Carte 3: Évolution de l’écart homme/femme

Note de lecture : Plus le vert est foncé, plus l’écart homme femme diminue, le blanc correspondant à une évolution quasi nulle. Plus la couleur tend vers le marron, plus l’écart homme femme se creuse – au profit des hommes. Par exemple, l’écart entre homme et femme se creuse d’avantage en Roumanie et en Estonie alors qu’il tend à se réduire considérablement en Grèce et en Espagne.

 

 

Graph 1: Croisement entre écart et évolution de l’écart homme/femme

 

 

(IN)ÉGALITÉ HOMME/FEMME EN EUROPE:

La méthode

>>> Cinq thématiques pour mesurer l’ écart entre homme et femme et observer vers quoi (ou plutôt vers qui) tend cet écart : se creuse-t-il davantage au profit des hommes ? Ou tend-il à se réduire vers une réelle égalité homme/femme ?
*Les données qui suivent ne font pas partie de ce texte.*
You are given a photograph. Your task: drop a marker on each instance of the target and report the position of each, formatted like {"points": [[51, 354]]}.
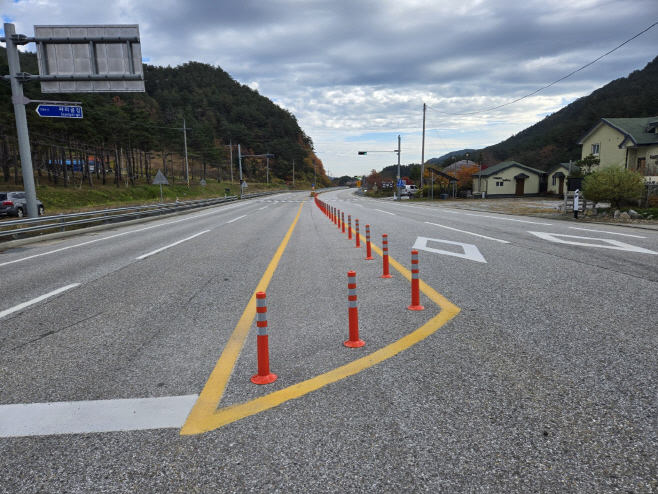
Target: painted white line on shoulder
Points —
{"points": [[469, 233], [508, 219], [36, 300], [607, 243], [83, 417], [235, 219], [113, 236], [603, 231], [170, 245]]}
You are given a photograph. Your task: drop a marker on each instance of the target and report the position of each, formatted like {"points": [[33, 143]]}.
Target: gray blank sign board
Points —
{"points": [[89, 58]]}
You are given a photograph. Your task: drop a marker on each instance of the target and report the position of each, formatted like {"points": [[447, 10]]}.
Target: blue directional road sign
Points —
{"points": [[59, 111]]}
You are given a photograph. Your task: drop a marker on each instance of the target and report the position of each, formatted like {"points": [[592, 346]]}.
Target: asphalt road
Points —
{"points": [[531, 369]]}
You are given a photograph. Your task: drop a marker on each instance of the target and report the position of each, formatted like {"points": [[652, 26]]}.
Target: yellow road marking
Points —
{"points": [[214, 389], [205, 416]]}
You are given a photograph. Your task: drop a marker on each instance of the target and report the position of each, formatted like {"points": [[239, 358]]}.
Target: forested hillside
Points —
{"points": [[554, 139], [143, 131]]}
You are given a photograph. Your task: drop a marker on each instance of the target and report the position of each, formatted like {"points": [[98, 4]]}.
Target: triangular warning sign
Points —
{"points": [[160, 179]]}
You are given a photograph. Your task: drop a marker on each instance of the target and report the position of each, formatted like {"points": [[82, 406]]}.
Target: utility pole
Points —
{"points": [[230, 142], [399, 177], [422, 152], [187, 172], [240, 164], [21, 121]]}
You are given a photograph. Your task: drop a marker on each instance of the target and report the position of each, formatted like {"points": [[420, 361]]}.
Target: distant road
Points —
{"points": [[126, 354]]}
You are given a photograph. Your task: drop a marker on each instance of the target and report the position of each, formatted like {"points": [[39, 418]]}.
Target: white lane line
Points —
{"points": [[80, 417], [170, 245], [37, 300], [508, 219], [113, 236], [603, 231], [469, 233], [236, 219]]}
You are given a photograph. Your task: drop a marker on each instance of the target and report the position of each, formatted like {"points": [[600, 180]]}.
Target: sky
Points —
{"points": [[356, 73]]}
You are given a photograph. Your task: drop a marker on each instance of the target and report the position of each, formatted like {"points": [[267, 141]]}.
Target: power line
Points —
{"points": [[552, 83]]}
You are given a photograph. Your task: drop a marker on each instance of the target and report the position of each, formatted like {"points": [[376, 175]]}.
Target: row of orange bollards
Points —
{"points": [[264, 376]]}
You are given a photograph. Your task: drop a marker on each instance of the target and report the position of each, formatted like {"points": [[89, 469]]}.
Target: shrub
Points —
{"points": [[614, 184]]}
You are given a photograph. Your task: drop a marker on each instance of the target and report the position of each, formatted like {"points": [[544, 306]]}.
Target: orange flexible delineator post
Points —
{"points": [[368, 247], [264, 375], [354, 341], [386, 274], [415, 283]]}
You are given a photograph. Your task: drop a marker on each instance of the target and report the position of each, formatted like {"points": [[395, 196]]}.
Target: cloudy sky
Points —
{"points": [[356, 73]]}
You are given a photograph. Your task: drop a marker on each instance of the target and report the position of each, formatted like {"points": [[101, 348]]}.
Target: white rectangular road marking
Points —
{"points": [[469, 233], [80, 417], [236, 219], [602, 231], [37, 300], [170, 245], [508, 219]]}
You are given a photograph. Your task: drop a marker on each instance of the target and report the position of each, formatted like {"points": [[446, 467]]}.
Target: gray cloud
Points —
{"points": [[358, 67]]}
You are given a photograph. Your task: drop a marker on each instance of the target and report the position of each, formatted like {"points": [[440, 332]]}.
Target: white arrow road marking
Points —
{"points": [[469, 233], [470, 251], [607, 233], [507, 219], [612, 244], [36, 300], [80, 417]]}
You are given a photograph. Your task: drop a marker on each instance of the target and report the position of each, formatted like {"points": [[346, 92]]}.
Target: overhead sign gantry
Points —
{"points": [[73, 59]]}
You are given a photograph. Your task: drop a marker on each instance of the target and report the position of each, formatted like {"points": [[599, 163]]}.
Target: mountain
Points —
{"points": [[554, 139], [217, 110]]}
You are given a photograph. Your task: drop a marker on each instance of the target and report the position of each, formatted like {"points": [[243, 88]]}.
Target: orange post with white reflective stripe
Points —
{"points": [[264, 375], [354, 341], [386, 274], [415, 283], [368, 247]]}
>>> Cinq marqueurs forts qui nous caractérisent socialement et économiquement (revenu, formation, technologie, précarité, emploi), matérialisés par la représentation de cinq indicateurs,

FORMATION, avec la « Proportion de diplômés dans les sciences et de l’ingénierie »

EMPLOI, avec le « Taux d’emploi »

REVENU, avec le « Salaire horaire moyen »

PRÉCARITÉ, avec le « Taux de risque d’exclusion sociale »

TECHNOLOGIE, avec la « Proportion de la population n’ayant jamais utilisé un ordinateur »

>>> Une comparaison de la situation dans les différents pays européens. Les pays scandinaves se montrent-ils plus progressistes que des pays méditerranéens encore en partie affectés par la tradition catholique ? La domination économique et technologique des trois puissances industrielles (France, l’Allemagne, le Royaume-Uni) sur les pays de l’Est et la Turquie s’accompagnent-elles réellement (comme c’est censé être le cas) d’une plus grande avancée sur des questions sociétales comme la place de de la femme ?

>>> La vocation de ce travail est d’avantage de poser des questions que ne fournir des réponses. De même, il repose sur une méthode simple qui peut en tout point être discutée. Puisse-t-il tout de même alimenter les débats actuels et futurs.